Harry won the judgeship and proved himself an adept administrator and retail politician. In an era marked by widespread graft and corruption, Truman won a reputation for honesty and good government that he would later display in the United States Senate. After a brief setback, he ascended to the post of presiding judge on the strength of that reputation (and with the help of the party bosses). By expanding and improving the county’s road system, he helped lay the groundwork for future prosperity. Later, the Depression would predictably add great burdens to his efforts, but he handled the county’s straitened circumstances efficiently and effectively. Truman was proving to be a strong leader and competent administrator.
In Missouri, political machines governed all, and the bosses decided which politicians would rise and which would fall. When a seat in the United States Senate became available in 1934, the Kansas City machine, headed by boss Tom Pendergast, decided that Harry Truman should be its candidate. Truman was taken aback by the offer, but could not resist the challenge. He hurled himself into the race, facing two opponents in the Democratic primary with years of national political experience between them. His efforts—and those of the Kansas City machine—paid off with a surprising victory.
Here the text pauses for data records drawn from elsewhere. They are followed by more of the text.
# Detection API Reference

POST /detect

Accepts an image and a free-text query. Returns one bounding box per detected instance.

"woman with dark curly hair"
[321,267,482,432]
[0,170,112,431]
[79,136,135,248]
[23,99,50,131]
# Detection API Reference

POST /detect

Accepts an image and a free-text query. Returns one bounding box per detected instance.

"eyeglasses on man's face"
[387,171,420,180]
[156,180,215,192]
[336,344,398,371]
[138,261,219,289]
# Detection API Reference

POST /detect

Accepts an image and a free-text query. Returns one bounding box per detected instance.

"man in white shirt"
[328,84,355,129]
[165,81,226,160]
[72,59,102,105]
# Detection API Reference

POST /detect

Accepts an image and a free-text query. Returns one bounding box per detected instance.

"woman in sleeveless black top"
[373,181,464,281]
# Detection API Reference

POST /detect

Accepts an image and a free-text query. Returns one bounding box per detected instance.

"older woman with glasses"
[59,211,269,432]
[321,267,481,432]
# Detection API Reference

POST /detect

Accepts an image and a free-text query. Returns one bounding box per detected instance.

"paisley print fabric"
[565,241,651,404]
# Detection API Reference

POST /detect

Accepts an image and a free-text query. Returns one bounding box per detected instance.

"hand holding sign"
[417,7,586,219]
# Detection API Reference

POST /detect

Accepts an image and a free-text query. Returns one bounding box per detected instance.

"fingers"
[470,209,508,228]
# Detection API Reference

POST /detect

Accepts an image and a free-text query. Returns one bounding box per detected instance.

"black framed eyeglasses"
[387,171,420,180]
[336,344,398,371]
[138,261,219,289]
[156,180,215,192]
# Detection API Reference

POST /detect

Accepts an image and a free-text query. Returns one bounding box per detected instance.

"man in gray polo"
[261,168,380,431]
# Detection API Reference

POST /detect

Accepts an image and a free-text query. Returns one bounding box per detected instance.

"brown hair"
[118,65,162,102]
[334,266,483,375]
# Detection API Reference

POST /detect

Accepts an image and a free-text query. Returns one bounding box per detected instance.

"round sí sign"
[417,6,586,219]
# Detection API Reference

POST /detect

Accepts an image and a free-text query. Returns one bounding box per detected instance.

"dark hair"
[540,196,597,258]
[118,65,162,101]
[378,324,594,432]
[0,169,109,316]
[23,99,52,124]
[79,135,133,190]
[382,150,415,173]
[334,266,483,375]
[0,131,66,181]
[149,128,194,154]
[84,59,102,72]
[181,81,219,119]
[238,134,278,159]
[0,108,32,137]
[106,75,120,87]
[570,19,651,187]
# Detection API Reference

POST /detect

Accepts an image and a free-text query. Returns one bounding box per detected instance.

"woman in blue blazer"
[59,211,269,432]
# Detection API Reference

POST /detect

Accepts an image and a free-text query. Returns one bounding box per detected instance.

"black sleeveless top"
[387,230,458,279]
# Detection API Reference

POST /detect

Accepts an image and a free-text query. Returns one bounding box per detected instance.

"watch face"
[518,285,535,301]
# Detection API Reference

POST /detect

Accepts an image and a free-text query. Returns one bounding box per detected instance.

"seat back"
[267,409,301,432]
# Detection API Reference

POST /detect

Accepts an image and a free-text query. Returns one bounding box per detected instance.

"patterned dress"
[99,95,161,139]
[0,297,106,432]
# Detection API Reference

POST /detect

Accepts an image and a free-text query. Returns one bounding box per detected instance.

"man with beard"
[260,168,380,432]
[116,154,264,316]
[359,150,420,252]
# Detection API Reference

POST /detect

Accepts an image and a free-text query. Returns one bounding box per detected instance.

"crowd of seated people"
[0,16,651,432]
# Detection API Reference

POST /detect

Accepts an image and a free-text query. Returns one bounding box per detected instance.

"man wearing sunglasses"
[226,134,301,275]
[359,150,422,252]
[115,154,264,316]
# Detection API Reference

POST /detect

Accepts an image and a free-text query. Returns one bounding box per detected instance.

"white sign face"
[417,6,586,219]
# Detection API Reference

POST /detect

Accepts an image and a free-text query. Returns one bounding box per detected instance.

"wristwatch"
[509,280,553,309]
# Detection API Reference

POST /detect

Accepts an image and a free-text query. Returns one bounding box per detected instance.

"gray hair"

At the age of fifty, Harry Truman was on his way to the United States Senate.
Adjusting to life in Washington proved difficult for the man from Missouri. He never fully escaped the taint of the Pendergast machine, and some of his more fastidious new colleagues wanted little to do with him. But Truman, always a hard worker, devoted himself to Roosevelt’s New Deal and gradually earned the respect of his fellow senators. The 1939 conviction and imprisonment of Boss Pendergast damaged his reputation and clouded his prospects, but Truman’s essential decency (and good luck) allowed him to survive that scandal. Six years later, he would be president of the United States.